WhatsArchive is a command-line tool to parse and export WhatsApp chat transcripts. It supports exporting data in multiple formats (JSON, TXT, HTML) and includes options for handling media files.
First, clone the repository and navigate into the project directory. Run the following command to install the required dependencies:
npm install
This tool requires exiftool
and ffmpeg
to be installed for media file validation and conversion.
To install exiftool
, follow these steps:
- macOS: Run
brew install exiftool
if you have Homebrew installed. - Linux: Run
sudo apt install exiftool
(for Debian/Ubuntu-based systems). - Windows: Download the installer from the official ExifTool website and follow the instructions.
To install ffmpeg
, follow these steps:
- macOS: Run
brew install ffmpeg
. - Linux: Run
sudo apt install ffmpeg
(for Debian/Ubuntu-based systems). - Windows: Download the installer from the official FFmpeg website and follow the instructions.
Ensure both exiftool
and ffmpeg
are accessible from the command line.
To use the tool, run the following command:
npm start -- --input <file_path> --output <output_directory> [options]
Replace <file_path>
with the path to your .zip
file containing the WhatsApp chat transcript, and <output_directory>
with the path where the parsed output will be saved.
input
Required. Specifies the input file path.--output
Required. Specifies the output directory where the parsed data and/or media will be saved.--convert-to
<json | txt | html> DEFAULT: JSON Specifies the output format. Supports json, txt, or html.--convert-opus
Converts .opus audio files to .mp3 format for compatibility with more audio players. Requires ffmpeg.--no-media
Skips downloading media files; only the chat transcript will be saved.
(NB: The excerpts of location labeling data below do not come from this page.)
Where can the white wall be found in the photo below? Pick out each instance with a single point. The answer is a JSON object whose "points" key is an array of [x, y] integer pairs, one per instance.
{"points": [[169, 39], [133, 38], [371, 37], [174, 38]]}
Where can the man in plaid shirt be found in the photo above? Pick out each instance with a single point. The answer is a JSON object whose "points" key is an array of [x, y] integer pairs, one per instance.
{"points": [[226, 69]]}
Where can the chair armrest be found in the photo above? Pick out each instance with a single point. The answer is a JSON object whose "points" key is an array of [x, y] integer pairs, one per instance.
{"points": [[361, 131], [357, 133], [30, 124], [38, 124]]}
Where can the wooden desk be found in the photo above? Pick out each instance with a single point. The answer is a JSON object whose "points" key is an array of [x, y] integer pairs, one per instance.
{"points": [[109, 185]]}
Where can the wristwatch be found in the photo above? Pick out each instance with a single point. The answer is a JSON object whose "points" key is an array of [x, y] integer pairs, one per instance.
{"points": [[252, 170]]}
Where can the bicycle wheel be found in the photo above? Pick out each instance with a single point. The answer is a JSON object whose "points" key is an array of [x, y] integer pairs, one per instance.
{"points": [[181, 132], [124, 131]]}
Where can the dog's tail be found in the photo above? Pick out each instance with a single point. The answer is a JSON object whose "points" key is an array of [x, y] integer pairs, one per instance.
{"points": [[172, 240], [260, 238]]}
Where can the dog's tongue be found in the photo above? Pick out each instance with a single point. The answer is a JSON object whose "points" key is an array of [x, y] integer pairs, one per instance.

The WhatsArchive CLI tool includes a mock data generator (mocker.ts
) that creates a test .zip
file containing a simulated WhatsApp chat transcript along with optional media files. This can be useful for testing the tool.
To generate a mock .zip
file, run the following command:
npm run mock -- --output <output_zip_path> [options]
--output
<path>
(Required) - Specifies the output path where the mock.zip
file will be saved.--messageCount
<number>
(Optional) - Number of messages to generate (default:100
).--textToMediaRatio
<number>
(Optional) - Defines the ratio of text messages to media messages (default:5
).--addMedia
(Optional) - Includes media messages in the chat if enabled.
npm run mock -- --output test_files/mock_chat.zip
npm run mock -- --output test_files/mock_chat.zip --messageCount 200 --addMedia
npm run mock -- --output test_files/mock_chat.zip --messageCount 50 --textToMediaRatio 3 --addMedia
- The script generates a chat transcript with realistic timestamps and randomized message content.
- If the
--addMedia
flag is used, the script randomly inserts media messages and includes sample media files (.jpg
,.opus
). - The generated chat and media files are bundled into a
.zip
archive, simulating a real exported WhatsApp chat.
After generating the .zip
file, you can use it as an input when running the WhatsArchive CLI tool:
npm start -- --input test_files/mock_chat.zip --output output
This will parse the mock chat and process it based on the provided options.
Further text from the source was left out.